Mets Equals Mess
Frankly, the Mets should be ashamed of themselves.
It's not just about losing one game either. It's about playing embarrasingly bad baseball for two straight Septembers, about coughing up a three-and-a-game lead over your last 17 games, about losing six of your last nine to conclude a summer of disappointment, and about scoring a grand total of six runs in the final series of the season. Six runs. The Mets had everything to play for over the weekend, the Marlins had nothing to play for but pride, and yet the Mets could muster only one win--supplied almost single-handedly by the great Johan Santana on Saturday.

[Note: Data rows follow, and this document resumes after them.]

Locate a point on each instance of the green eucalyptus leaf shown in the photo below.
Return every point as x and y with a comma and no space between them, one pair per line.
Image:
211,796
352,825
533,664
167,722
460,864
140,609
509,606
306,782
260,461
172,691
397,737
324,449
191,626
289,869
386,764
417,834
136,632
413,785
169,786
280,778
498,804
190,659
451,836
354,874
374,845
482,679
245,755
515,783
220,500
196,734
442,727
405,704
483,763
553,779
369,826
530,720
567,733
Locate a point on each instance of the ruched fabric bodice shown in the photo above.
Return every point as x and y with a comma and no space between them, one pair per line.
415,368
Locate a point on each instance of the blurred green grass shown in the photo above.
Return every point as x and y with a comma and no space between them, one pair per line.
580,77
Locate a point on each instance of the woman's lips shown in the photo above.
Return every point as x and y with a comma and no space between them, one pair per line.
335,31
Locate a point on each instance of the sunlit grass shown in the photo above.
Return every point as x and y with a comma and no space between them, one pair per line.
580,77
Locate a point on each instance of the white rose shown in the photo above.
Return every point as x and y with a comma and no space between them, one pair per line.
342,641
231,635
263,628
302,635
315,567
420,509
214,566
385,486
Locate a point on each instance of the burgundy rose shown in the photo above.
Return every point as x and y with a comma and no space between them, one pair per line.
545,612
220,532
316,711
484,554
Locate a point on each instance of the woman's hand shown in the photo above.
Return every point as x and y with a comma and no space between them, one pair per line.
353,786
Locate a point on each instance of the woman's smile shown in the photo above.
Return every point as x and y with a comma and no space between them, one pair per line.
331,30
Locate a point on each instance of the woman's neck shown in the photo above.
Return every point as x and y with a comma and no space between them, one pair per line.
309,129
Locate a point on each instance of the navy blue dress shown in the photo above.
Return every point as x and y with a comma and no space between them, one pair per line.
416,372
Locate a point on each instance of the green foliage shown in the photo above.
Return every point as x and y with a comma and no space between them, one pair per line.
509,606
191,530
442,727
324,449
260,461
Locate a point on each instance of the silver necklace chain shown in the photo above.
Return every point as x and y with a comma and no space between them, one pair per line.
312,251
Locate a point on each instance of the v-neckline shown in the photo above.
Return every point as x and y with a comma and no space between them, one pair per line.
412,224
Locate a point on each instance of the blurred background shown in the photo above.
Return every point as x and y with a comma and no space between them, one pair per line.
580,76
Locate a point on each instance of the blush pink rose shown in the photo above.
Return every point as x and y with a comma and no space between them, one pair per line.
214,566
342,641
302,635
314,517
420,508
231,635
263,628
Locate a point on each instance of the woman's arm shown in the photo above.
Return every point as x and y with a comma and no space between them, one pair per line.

Other than Santana and Carlos Beltran, few of the Mets seemed to show up over the weekend. With the season hanging in the balance and capacity crowds on hand to bid farewell to Shea Stadium, the Mets played with all the intensity and effectiveness of a B-team in spring training. The main culprits? You can certainly point to the offense, which garnered a grand total of four hits in Sunday's finale, and you can certainly point to that dreadful bullpen. At a time when the Mets needed two or three relievers to step up in the absence of Billy Wagner, only Subway Joe Smith provided a boost to Jerry Manuel, who tried just about everyone he could lay his hands on. As much as some observers want to pin goat horns on Omar Minaya for failing to acquire an effective reliever down the stretch, I'll place most of the blame on Aaron Heilman and Pedro Feliciano. If those two had pitched remotely close to their potential--let's say the level we saw from them two years ago--the Mets, not the Brewers, would today be wild card winners.
A second straight September collapse must sting badly for Mets fans. I hope it stings just as badly for the players. After all, they are the ones responsible for this mess of underachievement. They blew it, plain and simple.